The subscription provides unlimited hot coffee, iced coffee, or hot tea at all Panera restaurants for a monthly fee of $9, or about $108 annually. Panera is rolling it out nationwide over the next week to members of its MyPanera loyalty program.
Subscribers will start saving money after about their fourth cup of coffee, according to prices in Richmond, Virginia, where a single cup of Panera’s coffee costs $2.20.
A subscription like this is unprecedented for Panera.
"We are the first brand to do it, and we're super excited about that," Panera CEO Niren Chaudhary told Business Insider. "We feel that this is a terrific way to get consumers more interested in not only in our coffee platform but also for them to get exposed to the strength of the food that we have in our cafes, particularly around breakfast."
Subscribers in test markets visited Panera every other day
Panera tested the coffee-subscription model in about 150 restaurants across three states before deciding to roll it out nationwide.
Subscribers in test markets visited Panera almost every other day, and many of those customers purchased food during their visits, Chaudhary said. More than 90% of subscribers renewed their memberships for subsequent months.
"This was a win clearly for the customers because they saw unbeatable value," he said. "And it was a win for us as a business in terms of driving incremental traffic, incremental food purchases, and therefore incremental profit dollars."
The subscription also lured new customers to Panera.

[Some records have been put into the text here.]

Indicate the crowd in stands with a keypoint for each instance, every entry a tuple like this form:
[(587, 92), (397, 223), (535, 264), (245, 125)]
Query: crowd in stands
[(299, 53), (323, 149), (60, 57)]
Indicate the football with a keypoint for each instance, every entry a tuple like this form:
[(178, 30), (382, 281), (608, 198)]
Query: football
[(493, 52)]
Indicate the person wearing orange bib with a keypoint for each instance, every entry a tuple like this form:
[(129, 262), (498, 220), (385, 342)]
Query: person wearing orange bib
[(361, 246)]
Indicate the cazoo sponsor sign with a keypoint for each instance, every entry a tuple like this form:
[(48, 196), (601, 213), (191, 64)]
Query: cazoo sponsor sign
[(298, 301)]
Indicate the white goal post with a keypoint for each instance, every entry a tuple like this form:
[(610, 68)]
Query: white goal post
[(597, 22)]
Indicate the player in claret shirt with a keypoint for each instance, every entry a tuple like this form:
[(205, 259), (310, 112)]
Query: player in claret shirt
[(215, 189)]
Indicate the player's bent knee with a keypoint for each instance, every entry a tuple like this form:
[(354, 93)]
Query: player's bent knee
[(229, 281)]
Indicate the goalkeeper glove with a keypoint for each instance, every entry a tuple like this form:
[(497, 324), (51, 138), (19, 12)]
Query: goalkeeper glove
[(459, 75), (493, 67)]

Test markets saw a 25% increase in sign-ups to Panera's loyalty program, and almost all of those sign-ups came from customers who are new to Panera, according to the company.

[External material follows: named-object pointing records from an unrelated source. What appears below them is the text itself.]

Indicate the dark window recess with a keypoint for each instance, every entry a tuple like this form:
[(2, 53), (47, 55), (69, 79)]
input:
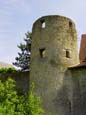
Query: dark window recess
[(42, 52), (43, 23), (84, 60), (67, 54), (70, 24)]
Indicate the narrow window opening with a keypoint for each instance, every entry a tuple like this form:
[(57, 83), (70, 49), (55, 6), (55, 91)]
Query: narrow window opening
[(84, 60), (42, 52), (70, 24), (67, 54), (43, 23)]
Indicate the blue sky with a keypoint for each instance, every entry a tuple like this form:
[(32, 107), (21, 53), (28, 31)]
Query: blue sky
[(17, 17)]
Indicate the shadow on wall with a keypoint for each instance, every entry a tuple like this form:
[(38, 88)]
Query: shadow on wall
[(21, 78)]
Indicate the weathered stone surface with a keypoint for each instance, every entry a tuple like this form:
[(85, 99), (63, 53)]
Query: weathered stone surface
[(58, 39)]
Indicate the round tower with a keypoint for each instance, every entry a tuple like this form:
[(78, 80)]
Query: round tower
[(53, 50)]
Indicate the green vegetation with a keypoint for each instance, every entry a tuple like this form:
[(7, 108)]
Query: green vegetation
[(13, 104), (7, 70)]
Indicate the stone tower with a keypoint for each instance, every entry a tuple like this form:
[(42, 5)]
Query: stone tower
[(54, 49)]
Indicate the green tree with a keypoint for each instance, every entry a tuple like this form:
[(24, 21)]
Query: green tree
[(23, 59), (13, 104)]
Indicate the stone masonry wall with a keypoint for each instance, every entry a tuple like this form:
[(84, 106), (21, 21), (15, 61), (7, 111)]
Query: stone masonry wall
[(54, 48)]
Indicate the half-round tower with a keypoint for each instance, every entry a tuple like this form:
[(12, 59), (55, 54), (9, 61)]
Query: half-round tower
[(54, 48)]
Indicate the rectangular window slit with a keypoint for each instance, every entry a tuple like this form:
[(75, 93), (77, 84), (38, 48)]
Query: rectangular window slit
[(42, 52)]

Customers must sign up for the loyalty program, which has more than 38 million members, to access the unlimited-coffee subscription.
Panera's subscription could expand beyond coffee
MyPanera members can sign up for the subscription through Panera's app starting on Thursday. In-store sign-ups will be available starting March 2.
Subscribers can order coffee through the app for pickup or delivery or in a Panera restaurant through kiosks or a cashier.
Panera said its recently revamped coffee offerings, including light-roast, dark-roast, decaf, and hazelnut blends, will be available to subscribers. The company also said almond milk would now be available to customers for free and that it's exploring adding other nondairy options.
If the subscription model is successful, Panera could expand it to include more than just coffee, Chaudhary said.
"We have started the journey off with coffee, but we are going to be watching very carefully what kinds of food attachments are happening. What are customers buying this coffee with?" he said.
He said the company could use different subscription price points or bundle propositions to add more versatility to the subscription model.
Overall, Panera is hoping to become a part of more Americans' morning rituals with the new coffee offering, Chaudhary said.
"Coffee is not just a hot liquid. It's more than that," he said. "It's a cup of optimism that customers want to start the day."
Many Americans feel guilty about how much they spend on coffee, however, which reduces their enjoyment of the beverage, he said. On average, Americans spend about $1,100 on coffee annually, according to a survey by the money app Acorn.
"That's where Panera comes in because we, as a brand, we want to remove all conflicts for our customers, and we believe that customers should not have to make compromises," he said.